Bundeskanzler Friedrich Merz, der nach Chrupalla das Wort ergriff, nutzte die Generaldebatte vor allem dazu, die Kritik der Opposition an der Reformpolitik der Koalition zurückzuweisen. Was dabei hängengeblieben ist:

  • Merz stuft die aktuelle Lage Deutschlands und der westlichen Wertegemeinschaft als äußerst kritisch ein. „Wir stehen als Land in einer der herausforderndsten Phasen unserer neueren Geschichte“, erklärte er. Und fügte hinzu: „Doch nicht nur unser Land, sondern die gesamte westliche Wertegemeinschaft steht vor ihrer vielleicht größten Bewährungsprobe.“
  • Der Kanzler sieht die Koalition entgegen aller Kritik in einer guten Verfassung. Er betonte, dass beide Seiten im Vorfeld Kompromisse vereinbart hätten: „Und wir haben daraus einen Koalitionsvertrag entwickelt und aufgeschrieben.“ Aus den gemeinsam erarbeiteten Vorstellungen wolle man das Beste für das Land machen.
  • Er strich auch die Bedeutung einer wachstumsorientierten Wirtschaft für Deutschland hervor: „Nur in einer auf Wachstum ausgerichteten Volkswirtschaft werden die Mittel gewonnen, die wir brauchen, um Infrastruktur zu finanzieren, Solidarität zu üben und soziale Sicherheit auf Dauer zu gewährleisten.“
  • Der Kanzler widerspricht zudem der Kritik vor allem aus der Opposition, dass bei den anstehenden Sozialstaatsreformen im Sozialen übermäßig gekürzt werde. Das sei „ein Zerrbild“, so Merz. „Das Ziel der Reformen ist (...) nicht die Abschaffung des Sozialstaats, sondern die Erhaltung des Sozialstaates“, sagte Merz.
  • Der Kanzler wies auch den Vorwurf zurück, die Bundesregierung schleife die Klimapolitik. „Nichts könnte ferner von der Realität sein“, sagte er. „Wir machen Klimaschutz ohne Ideologie.“

Angesichts des Geräuschpegels im Plenum während der Rede von Kanzler Friedrich Merz (CDU) musste Bundestagspräsidentin Julia Klöckner in der Generaldebatte zunächst eine scharfe Mahnung an die Abgeordneten richten: „Es ist genug reingerufen worden. Ich finde, dass der Respekt es gebietet, dem Redner zuzuhören.“

Merz nach Zwischenrufen: „Ich halte das aus“

„Ich bedanke mich sehr“, sagte Kanzler Merz an die Bundestagspräsidentin gewandt – und fügte hinzu: „Aber ganz offen gestanden: Ich halte das aus.“ Der Kanzler warb für eine lebhafte Debattenführung im Plenum unter Inkaufnahme von Zwischenrufen: „Für die Zuschauerinnen und Zuschauer sind diese Reaktionen aufschlussreicher als mancher Redebeitrag, der von dieser Stelle aus hier geleistet wird“, sagte er.

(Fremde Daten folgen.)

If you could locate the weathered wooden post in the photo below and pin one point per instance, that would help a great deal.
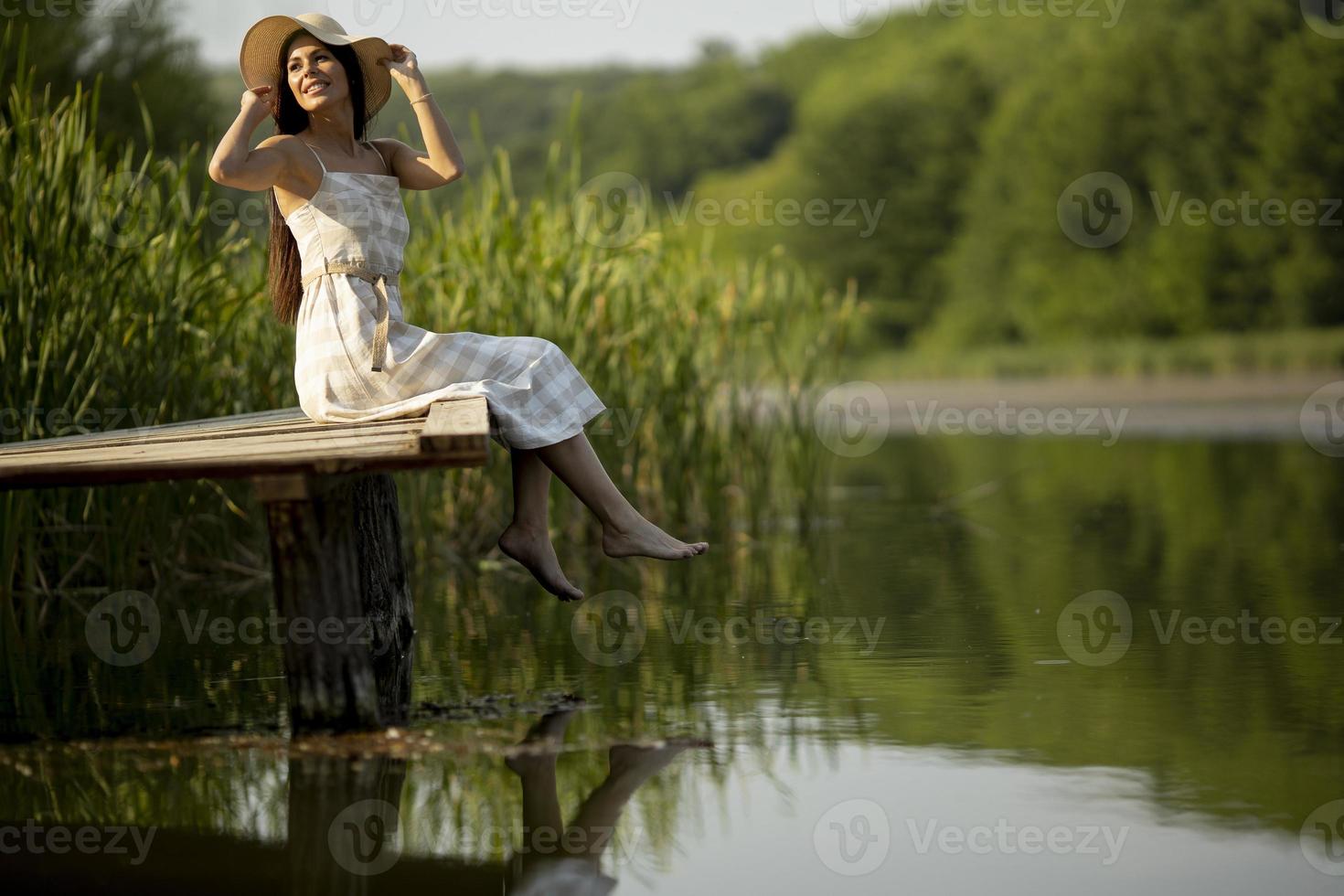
(336, 554)
(335, 534)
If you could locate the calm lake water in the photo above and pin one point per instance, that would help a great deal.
(987, 666)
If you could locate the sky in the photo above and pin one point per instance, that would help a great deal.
(535, 32)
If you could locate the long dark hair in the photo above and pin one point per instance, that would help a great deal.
(283, 277)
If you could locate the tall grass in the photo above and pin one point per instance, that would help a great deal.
(125, 303)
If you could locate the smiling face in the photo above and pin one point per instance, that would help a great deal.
(315, 76)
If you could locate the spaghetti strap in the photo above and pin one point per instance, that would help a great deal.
(315, 154)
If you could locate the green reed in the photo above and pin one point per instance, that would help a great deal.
(129, 298)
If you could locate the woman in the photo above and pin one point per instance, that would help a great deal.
(337, 232)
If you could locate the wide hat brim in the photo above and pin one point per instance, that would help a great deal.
(260, 57)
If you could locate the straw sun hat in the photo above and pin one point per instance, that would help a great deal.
(260, 57)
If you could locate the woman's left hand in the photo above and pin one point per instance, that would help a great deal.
(403, 63)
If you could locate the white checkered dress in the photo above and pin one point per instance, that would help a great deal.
(534, 392)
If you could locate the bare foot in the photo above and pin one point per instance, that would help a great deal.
(629, 762)
(643, 539)
(537, 552)
(543, 741)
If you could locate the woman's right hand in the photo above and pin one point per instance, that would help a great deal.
(257, 105)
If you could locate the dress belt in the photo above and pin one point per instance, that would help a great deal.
(379, 280)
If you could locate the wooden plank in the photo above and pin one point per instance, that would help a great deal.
(459, 434)
(265, 422)
(238, 421)
(453, 426)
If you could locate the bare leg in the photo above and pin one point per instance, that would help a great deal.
(542, 819)
(594, 824)
(625, 532)
(528, 539)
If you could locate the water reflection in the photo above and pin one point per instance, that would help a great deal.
(955, 703)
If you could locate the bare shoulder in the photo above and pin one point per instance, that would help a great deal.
(389, 144)
(286, 144)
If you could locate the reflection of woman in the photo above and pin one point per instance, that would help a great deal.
(557, 860)
(337, 232)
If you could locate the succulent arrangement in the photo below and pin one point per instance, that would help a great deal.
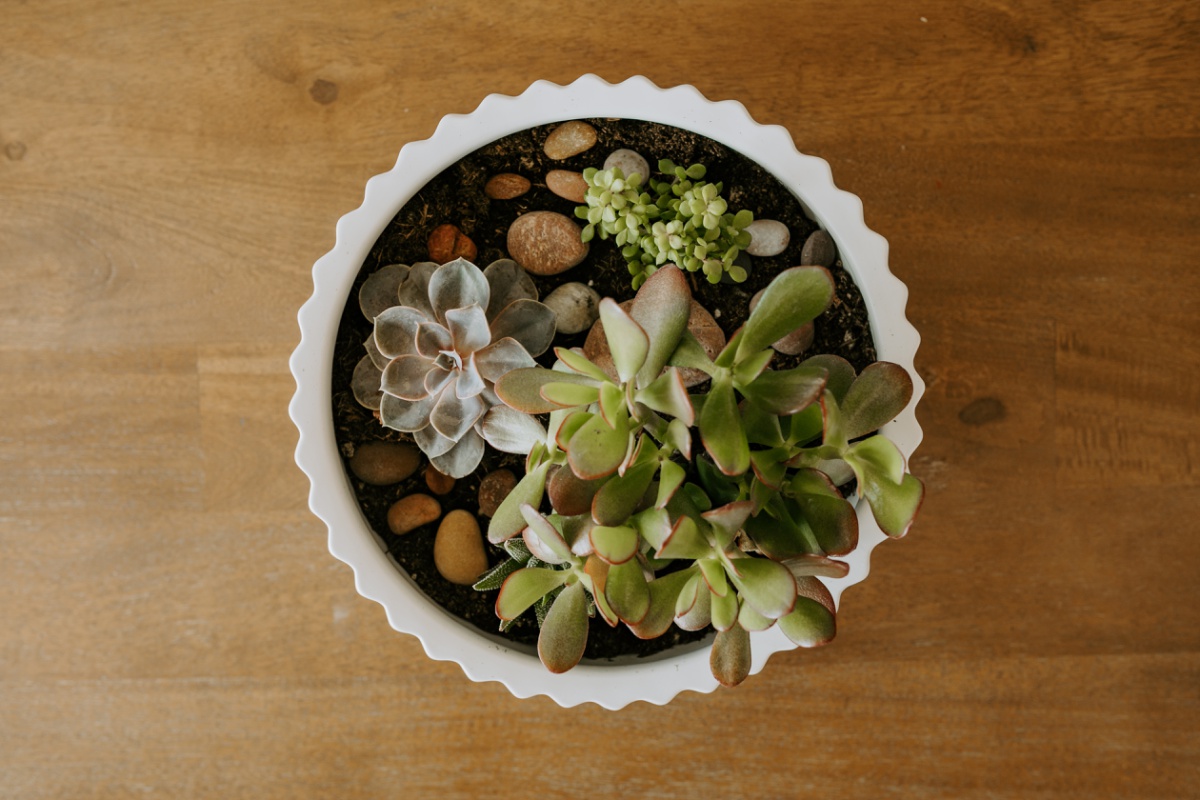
(443, 335)
(622, 515)
(684, 222)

Empfohlener redaktioneller Inhalt

An dieser Stelle finden Sie einen von unseren Redakteuren ausgewählten, externen Inhalt, der den Artikel für Sie mit zusätzlichen Informationen anreichert. Sie können sich hier den externen Inhalt mit einem Klick anzeigen lassen oder wieder ausblenden.

Ich bin damit einverstanden, dass mir der externe Inhalt angezeigt wird. Damit können personenbezogene Daten an Drittplattformen übermittelt werden. Mehr Informationen dazu erhalten Sie in den Datenschutz-Einstellungen. Diese finden Sie ganz unten auf unserer Seite im Footer, sodass Sie Ihre Einstellungen jederzeit verwalten oder widerrufen können.

Kein Wort zu Trump, Russland oder Israel

Die Außenpolitik sparte Merz überraschenderweise aus. Er ging nicht auf die Rede von US-Präsident Donald Trump vor der UN-Vollversammlung ein und auch nicht auf die Debatte über einen möglichen Abschuss russischer Kampfjets in den Nato-Luftraum. Erneut äußerte er sich nicht zum Krieg im Nahen Osten und die Diskussion über eine härtere Gangart gegenüber Israel.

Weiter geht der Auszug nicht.